|HULSE-KEMP, AMANDA - Texas A&M University|
|HAMID, ASHRAFI - Texas A&M University|
|STOFFEL, KEVIN - University Of California|
|PEPPER, ALAN - Texas A&M University|
|SASKI, CHRISTOPHER - Clemson University|
|CHEN, Z.JEFFREY - University Of Texas|
|VAN DEYNZE, ALLEN - University Of California|
|ZHENG, XIUTING - Texas A&M University|
|STELLY, DAVID - Texas A&M University|
Submitted to: Genes, Genomes, and Genomics
Publication Type: Peer Reviewed Journal
Publication Acceptance Date: 3/30/2015
Publication Date: 6/1/2015
Citation: Hulse-Kemp, A.M., Hamid, A., Stoffel, K., Pepper, A.E., Saski, C., Scheffler, B.E., Fang, D.D., Chen, Z., Van Deynze, A., Zheng, X., Stelly, D.M. 2015. BAC-end sequence-based SNP mining in Allotetraploid Cotton (Gossypium) utilizing re-sequencing data, phylogenetic inferences and perspectives for genetic mapping. Genes, Genomes, and Genomics. 5:1095-1105. doi:10.1534/g3.115.017749/-/DC1.

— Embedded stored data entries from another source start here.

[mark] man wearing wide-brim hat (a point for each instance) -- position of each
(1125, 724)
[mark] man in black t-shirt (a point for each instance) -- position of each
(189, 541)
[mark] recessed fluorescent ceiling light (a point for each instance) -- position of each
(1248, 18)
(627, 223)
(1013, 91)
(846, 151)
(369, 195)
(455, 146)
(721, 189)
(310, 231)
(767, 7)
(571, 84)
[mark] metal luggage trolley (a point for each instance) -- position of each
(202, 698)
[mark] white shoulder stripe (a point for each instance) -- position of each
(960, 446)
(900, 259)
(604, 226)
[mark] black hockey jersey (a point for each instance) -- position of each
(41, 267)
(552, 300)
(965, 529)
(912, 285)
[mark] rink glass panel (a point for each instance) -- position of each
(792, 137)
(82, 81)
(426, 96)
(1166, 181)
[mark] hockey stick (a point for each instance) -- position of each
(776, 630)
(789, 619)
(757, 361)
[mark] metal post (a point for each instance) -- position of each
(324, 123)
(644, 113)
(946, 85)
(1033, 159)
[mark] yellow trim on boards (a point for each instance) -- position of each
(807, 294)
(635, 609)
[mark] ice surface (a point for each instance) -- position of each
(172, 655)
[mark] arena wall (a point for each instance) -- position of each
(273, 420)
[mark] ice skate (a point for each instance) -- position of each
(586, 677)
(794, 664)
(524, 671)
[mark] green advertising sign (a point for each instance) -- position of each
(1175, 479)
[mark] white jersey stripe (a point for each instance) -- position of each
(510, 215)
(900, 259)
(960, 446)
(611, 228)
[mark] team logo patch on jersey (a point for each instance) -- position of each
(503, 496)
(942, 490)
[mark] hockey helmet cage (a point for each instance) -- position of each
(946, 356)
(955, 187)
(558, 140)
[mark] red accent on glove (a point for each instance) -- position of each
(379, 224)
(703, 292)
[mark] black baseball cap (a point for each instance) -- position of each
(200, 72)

Interpretive Summary: DNA markers are very valuable for achieving faster gains in breeding programs. A major challenge in developing DNA markers is associating a DNA marker with any given trait, like yield or disease resistance. This problem is amplified in a crop like cotton where the genetic diversity within advanced cotton germplasm is limited, thus making it more difficult to uncover useful DNA markers that can distinguish between two parents. In order to have DNA markers evenly distributed across the cotton genome, a two prong approach was taken. The type of DNA marker developed was based on SNPs (single nucleotide polymorphism) which are more common that other types of DNA markers. In order to assure distribution across the whole cotton genome, the SNPs were developed based on a genome map constructed from a BAC (Bacterial Artificial Chromosome) physical map of cotton where the BAC ends were also sequenced. These BAC end DNA sequences where then compared to whole genome DNA sequences from three species of tertraploid cotton to uncover the SNPs. Since the derived SNPs were based on linear chromosome map of the BAC physical map it assured that the SNPs were also in a linear fashion. The validity of the SNP calling was confirmed on an in-depth analysis of the homeologous chromosomes 12 and 26. The data set of the BAC end sequences will allow for future construction of high-density integrated physical and genetic maps.
Technical Abstract: A bacterial artificial chromosome (BAC) library and BAC-end sequences for Gossypium hirsutum L. have recently been developed. Here we report on genomic-based genome-wide SNP mining utilizing re-sequencing data with a BAC-end sequence reference for twelve G. hirsutum L. lines, one G. barbadense L. line, and one G. longicalyx Hutch & Lee line. A total of 132,262 intraspecific SNPs have been developed for G. hirsutum while 223,138 and 470,631 interspecific SNPs have been developed that are applicable to G. hirsutum crosses with G. barbadense and G. longicalyx, respectively. Using a set of 96 interspecific SNPs putatively associated with the homeologous chromosome pair 12/26 as a tester set, 90 SNPs were mapped into the 2 linkage groups representing these chromosomes, spanning 236.2 cM in an interspecific F2 population (G. hirsutum TM-1 x G. barbadense 3-79). The mapping results validated the approach for reliably producing large numbers of both intraspecific and interspecific genomic-based SNPs that are BAC-associated. This will allow for future construction of high-density integrated physical and genetic maps for cotton and other complex polyploid genomes. The developed pipeline will allow for future Gossypium re-sequencing data to be automatically genotyped for identified polymorphic positions along the BAC-end sequence reference for comparative studies.